MapReduce library handles parallel processing, networking, error handling, etc...
MapReduce relies heavily on keys to distribute load across many machines while avoiding moving data around unnecessarily.
- Hashing lets us collect keys into larger units of work
  - for N tasks, a key K is the responsibility of the task whose ID is hash(K) % N
- All data with the same key is processed by the same reduce task

Plan

Motivation: parallelizing computation
What is MapReduce?
Further Research
Optional: Implement your own MapReduce!

Further Research

MapReduce was one framework invented to parallelize certain kinds of problems. There are many other ways to process large datasets, and MapReduce must make tradeoffs.

must consider network traffic that MapReduce causes - too much?
what if the leader fails?
Leader can become a bottleneck - what if it cannot issue tasks fast enough?
(In practice, MapReduce doesn't face this, but other frameworks like Spark do)
what about jobs that don't fit the map-reduce pattern as well? (Spark)
Can we do better than MapReduce?
Research project from Phil Levis (Stanford CS) and others -> "Nimbus"

Further Research - Bottlenecks

Leader can become a bottleneck - what if it cannot issue tasks fast enough?
(In practice, MapReduce doesn't face this, but other frameworks like Spark do)
"Control plane" -> sending messages to spawn tasks to compute

"Execution Templates: Caching Control Plane Decisions for
Strong Scaling of Data Analytics"

Omid Mashayekhi, Hang Qu, Chinmayee Shah, Philip Levis

In Proceedings of 2017 USENIX Annual Technical Conference (USENIX ATC '17)
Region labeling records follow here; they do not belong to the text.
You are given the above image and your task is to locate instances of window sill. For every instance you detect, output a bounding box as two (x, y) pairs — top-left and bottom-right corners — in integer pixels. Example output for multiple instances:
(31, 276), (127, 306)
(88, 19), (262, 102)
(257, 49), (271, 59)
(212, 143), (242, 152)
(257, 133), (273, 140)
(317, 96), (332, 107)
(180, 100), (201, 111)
Further Research - Bottlenecks

Leader can become a bottleneck - what if it cannot issue tasks fast enough?
(In practice, MapReduce doesn't face this, but other frameworks like Spark do)
"Control plane" -> sending messages to spawn tasks to compute
Idea - what if there are only workers, and no leader?
- What if a worker fails? How do you coordinate?
- How do you load balance?

Further Research - Bottlenecks

Idea: what about caching?

Caching control plane messages allows Nimbus to scale to support over 100,000 tasks/second, while Spark bottlenecks around 6,000
Caching control plane messages (Nimbus) is as fast as systems that do not have a centralized master (Naiad-opt), and much faster than systems which have a centralized master but do not cache messages (Spark-opt)

Plan

Motivation: parallelizing computation
What is MapReduce?
Further Research
Optional: Implement your own MapReduce!

Your Own MapReduce

There is an optional assignment where you implement your own version of MapReduce!

combines networking, multiprocessing, multithreading

You implement the standard MapReduce design, with scaffolding and a few differences:

intermediate files aren't saved locally and fetched - we rely on AFS
- e.g. if myth53 is mapping and myth65 is reducing, if myth53 creates a file then it's automatically also on myth65 because AFS is a networked filesystem! No need to transmit over the network ourselves. But means lots of network traffic.
you specify # mappers and # reducers, not # workers
you provide sliced input files, and that determines # map tasks
# reduce tasks = # mappers x # reducers
Demo time!

Recap

Motivation: parallelizing computation
What is MapReduce?
Further Research
Optional: Implement your own MapReduce!